Geophysiology is still a young science. Our contribution to the NWO Program on Perturbation of Earth Systems may be regarded as an attempt to contribute to the theoretical foundations of geophysiology. Although the idea of Gaia as a benign, organism-like entity (or deity), seems hopelessly romantic, geophysiology is in itself a legitimate field of study, concerning the interactions between biota, the oceans, and the atmosphere.
Geophysiology, as envisaged by James Lovelock, is based on the following two tenets:
The physico-chemical make-up of a life-bearing planet such as ours is profoundly affected by the presence and activities of the planet's biosphere.
Life not only causes certain global physico-chemical variables to adopt a set of values that constitute the hallmark of a life-bearing planet. The presence of life also ensures that these variables return to those values after a global perturbation.
These two tenets are often summed up by saying that the Earth, its biosphere included, behaves like a super-organism, `Gaia'. The first tenet is rather obviously true, at least in a qualitative sense.
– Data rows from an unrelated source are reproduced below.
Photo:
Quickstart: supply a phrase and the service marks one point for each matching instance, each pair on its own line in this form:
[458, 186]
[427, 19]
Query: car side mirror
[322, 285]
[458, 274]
The second tenet can probably not be maintained in this strong form, for reasons explained below.
Consider such variables as the chemical composition of the atmosphere, the oceans, the Earth's crust, the average surface temperature of the Earth, and so on. On the face of it, it seems likely that all such variables would have been dramatically different if life had not evolved on our planet. In particular, the joint presence of water, carbon-dioxide, and ozone in a planet's spectrum has been proposed as a universal indication of life.
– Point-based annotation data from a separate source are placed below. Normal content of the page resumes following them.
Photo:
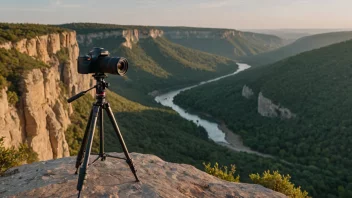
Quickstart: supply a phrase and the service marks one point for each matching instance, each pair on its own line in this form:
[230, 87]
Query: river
[218, 133]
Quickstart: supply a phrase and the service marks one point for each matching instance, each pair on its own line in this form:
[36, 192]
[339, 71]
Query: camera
[98, 60]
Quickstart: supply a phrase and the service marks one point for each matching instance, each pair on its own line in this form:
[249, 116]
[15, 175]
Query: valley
[296, 109]
[175, 72]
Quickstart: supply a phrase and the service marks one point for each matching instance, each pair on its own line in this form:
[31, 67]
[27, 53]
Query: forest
[301, 45]
[316, 86]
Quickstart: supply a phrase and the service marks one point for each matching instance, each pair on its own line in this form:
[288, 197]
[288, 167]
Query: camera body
[98, 60]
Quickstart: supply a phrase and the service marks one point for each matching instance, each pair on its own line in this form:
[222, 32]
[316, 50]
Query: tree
[279, 183]
[10, 157]
[222, 173]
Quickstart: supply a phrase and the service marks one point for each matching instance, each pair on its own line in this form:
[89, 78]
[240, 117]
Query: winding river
[218, 133]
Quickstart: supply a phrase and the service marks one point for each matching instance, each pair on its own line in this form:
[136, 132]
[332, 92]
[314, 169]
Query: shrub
[222, 173]
[10, 157]
[12, 97]
[63, 55]
[279, 183]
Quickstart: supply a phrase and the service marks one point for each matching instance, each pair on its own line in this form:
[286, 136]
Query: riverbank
[218, 133]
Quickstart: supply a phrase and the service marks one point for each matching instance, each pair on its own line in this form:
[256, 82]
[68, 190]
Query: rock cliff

Nonetheless, we have no way of knowing what the Earth would have looked like in terms of those physico-chemical variables if life had not evolved. Without an objective method to calculate the `lifeless equilibrium state' from scratch, the idea of biogeochemical impact must remain qualitative at best. Life should not be defined in terms of a planet's deviation from the `lifeless equilibrium state', as long as such a state cannot be defined without reference to the absence of life, on pain of begging the question.
Lovelock is quick to point out that the presence of feedback mechanisms does not at all require a `conscious' effort on the part of the organisms. For anyone in need of convincing on that score, the celebrated Daisyworld-model certainly does the job.
However, to quantify the strength of biogeochemical and/or biogeophysical feedback links is no small matter.
A famous example of a putative feedback cycle is the scheme proposed by Shaw, and later by Charlson, Lovelock, Andreae and Warren. According to this model, global temperature homeostasis comes about through a negative feedback cycle of phytoplankton, which produces dimythylsulfide, which gives rise to cloud condensation nuclei, which aid cloud formation and thus diminish incoming solar irradiance and global heating, with an adverse effect on phytoplankton activity. Thus the chain of influences comes full circle, with a net negative feedback effect.
Two points can be raised with respect to this model. Both are more generally applicable, and therefore of some interest.
Strength of the feedback cycle
Mark Lawrence has estimated that the strength of this feedback cycle is between 2 and 5 times too weak to counteract perturbations.
Sign of the feedback
As already noted by Charlson et al., the cycle should have a net negative sign. If phytoplankton responds to increased irradiance with the release of less dimethylsulfide, the negative feedback turns into a positive feedback effect.
The notion of geophysiological homeostasis requires that the
strongest feedback cycles have a net negative sign, thus overriding
positive feedback cycles. But there is no a priori reason why
this should be so.
If you have any strong feelings about Gaia, you might want to tell me, Hugo van den Berg, all about it.
The uncertain link in the climate feedback cycle sketched above is the biotic element: the world's pool of phytoplankton. To address uncertainties of this kind, a theory is called for which interrelates the chemical exchange fluxes between biota and their ambient. The concepts of multiple nutrient limitation, redox substrate/light limitation, adaptation, and metabolic versatility play a central role in such a theory.
My aim is to provide an in-depth analysis of these concepts, clarified by means of mathematical modelling. The project `Sulphur and carbon fluxes in microbial mats' deals with microbial mats as a model system for a biotic element in a geochemical context.